Egemen gülüyor , Egemen güldükçe mert daha da sinirleniyordu. Gitgide sıklaşan yumruklar da bunun kanıtıydı. Miray'ın beni dürtmesiyle kendime geldim.

- Kızım ne bakıyorsun öyle aval aval bir şekilde bunları ayırmamız lazım. Yoksa egemen buradan sağ çıkamayacak.

+ Bizim gücümüzün bunları ayırmaya yeteneğine inanıyor musun gerçekten? Diye sordum gayet sakin bir sesle. Miray'dan onaylar homurtular alınca özgür ve adını bilmediğim adama çevirdim bakışlarımı. Aslında biraz da onlara güveniyordum. Önemli bir şey olsa onlar ayırırlardı değil mi? Peki neden ikisi de kollarını bağlamış gayet normal bir şeymiş gibi kavgayı izliyorlardı?

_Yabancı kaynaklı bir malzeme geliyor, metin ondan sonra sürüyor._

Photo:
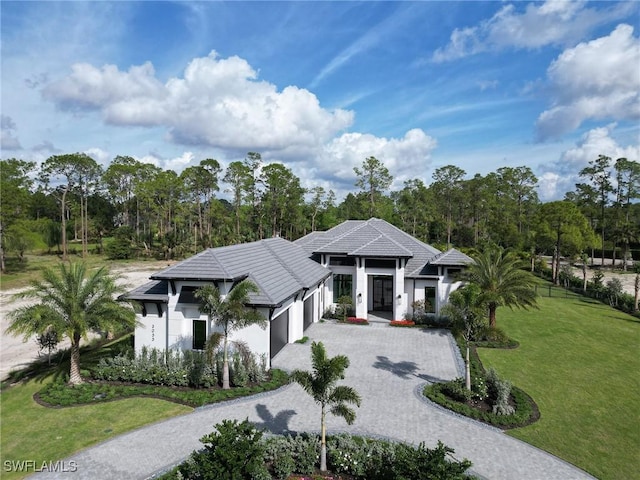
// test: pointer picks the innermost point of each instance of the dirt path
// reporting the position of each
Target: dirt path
(15, 353)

Her ne kadar sakin kalmaya çalışsam da onların bu rahatlığı beni endişelendirmişti. Gözüm tekrar Egemen ve Mert'e kayarken , Egemen'i gözlerinin kapanmaya başladığını gördüm. Daha fazla dayanamazdım. Mert'i durduramayacağımı bilsem de en azından denemeliydim. Paytak adımlarla yanına ilerleyip omzuna dokundum. O kadar kendinden geçmiş , o kadar sinirlenmiş olmalı ki beni bile farketmedi ve seri bir şekilde hareket eden kolu sayesinde farkında olmadan beni itmiş oldu. İtmenin şiddetiyle yere düştüğümde dudaklarımdan istemsizce küçük bir inleme çıkıvermişti. Miray'ın yardımıyla tekrar ayağa kalktığımda bu sefer dokunmaya cesaret edemeyerek gücümün yettiğince bağırdım.
- Mert... yeter artık. Dur lütfen !
İlk önce duraksadı , sonra kafasını benden tarafa çevirdi ve durdu. Nefes nefese kalmıştı , saçları iyice birbirine karışmıştı ve üzerindeki gömleği yırtmak istercesine hiddetle inip kalkıyordu göğüs kafesi.

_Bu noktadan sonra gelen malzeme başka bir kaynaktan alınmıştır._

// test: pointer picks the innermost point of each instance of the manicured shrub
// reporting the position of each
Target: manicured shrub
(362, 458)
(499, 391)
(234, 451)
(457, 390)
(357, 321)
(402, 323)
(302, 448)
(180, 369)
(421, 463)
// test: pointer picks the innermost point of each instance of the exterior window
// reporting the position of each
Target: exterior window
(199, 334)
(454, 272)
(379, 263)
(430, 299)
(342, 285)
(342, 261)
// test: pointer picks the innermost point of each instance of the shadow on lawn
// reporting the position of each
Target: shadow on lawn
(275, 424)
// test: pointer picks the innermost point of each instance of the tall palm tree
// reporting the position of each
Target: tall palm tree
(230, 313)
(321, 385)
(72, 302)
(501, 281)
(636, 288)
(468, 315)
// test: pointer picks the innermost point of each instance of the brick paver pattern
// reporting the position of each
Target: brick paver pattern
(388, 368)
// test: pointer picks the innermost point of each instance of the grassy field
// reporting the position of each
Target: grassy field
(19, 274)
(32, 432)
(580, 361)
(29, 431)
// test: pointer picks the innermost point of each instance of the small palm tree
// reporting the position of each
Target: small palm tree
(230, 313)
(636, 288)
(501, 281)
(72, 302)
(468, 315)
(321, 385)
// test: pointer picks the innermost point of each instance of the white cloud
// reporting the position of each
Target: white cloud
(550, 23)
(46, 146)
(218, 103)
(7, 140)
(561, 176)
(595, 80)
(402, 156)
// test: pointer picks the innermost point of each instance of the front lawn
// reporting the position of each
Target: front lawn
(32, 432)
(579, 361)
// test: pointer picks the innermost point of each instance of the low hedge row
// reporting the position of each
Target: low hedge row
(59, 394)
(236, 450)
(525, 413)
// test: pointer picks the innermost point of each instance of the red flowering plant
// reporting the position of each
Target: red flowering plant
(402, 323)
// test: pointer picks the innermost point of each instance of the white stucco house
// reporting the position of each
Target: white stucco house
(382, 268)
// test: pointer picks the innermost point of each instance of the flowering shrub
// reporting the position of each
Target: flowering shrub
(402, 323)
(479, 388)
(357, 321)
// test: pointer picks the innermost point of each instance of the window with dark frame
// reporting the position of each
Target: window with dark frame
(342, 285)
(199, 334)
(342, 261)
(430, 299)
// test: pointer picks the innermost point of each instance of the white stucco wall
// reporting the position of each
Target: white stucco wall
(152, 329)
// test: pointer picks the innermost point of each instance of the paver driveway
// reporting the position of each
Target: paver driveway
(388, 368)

O anda alkolün etkisinden midir ya da o bakışların keskinliğinden midir bilemem ama başım döndü , dengemi sağlayamadım. Elim başımda dengemi sağlamaya çalışırken , hangi arada Egemen'in üzerinden kalkıp yanıma geldiğini anlayamamıştım Mert'in. Koluma dokunarak sessizce fısıldadı.

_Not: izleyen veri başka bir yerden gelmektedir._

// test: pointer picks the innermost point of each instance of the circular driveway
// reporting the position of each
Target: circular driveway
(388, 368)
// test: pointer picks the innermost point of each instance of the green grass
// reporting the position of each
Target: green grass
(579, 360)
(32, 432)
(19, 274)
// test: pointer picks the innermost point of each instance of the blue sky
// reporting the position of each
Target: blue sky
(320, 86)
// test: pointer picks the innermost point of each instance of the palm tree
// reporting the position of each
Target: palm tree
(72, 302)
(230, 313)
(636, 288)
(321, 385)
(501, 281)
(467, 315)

- iyi misin? Bir şey mi oldu? İstersen doktora gidebiliriz? Ağzım iki metre açılmıştı. Mert.. az önce bana 'kibarca' bir şey mi sormuştu? Ya da en önemlisi benim için endişelenmiş miydi?
Gözlerimiz birbirine kenetlemiş öylece dururken , bir öksürük sesi yetmişti gözlerimizi ayırmaya.
Egemen'e döndüğümde , yarı açık gözleriyle bize bakıyordu. Mert'in kolumu sıkan elinden tekrar sinirlenmeye başladığını anladım. Bir kavgayı daha kaldırabilecek durumda değildim. Kendimi halsiz hissediyordum ve uyumak istiyordum. Ama hepsinden önce bu kavganın son bulmasını istiyordum.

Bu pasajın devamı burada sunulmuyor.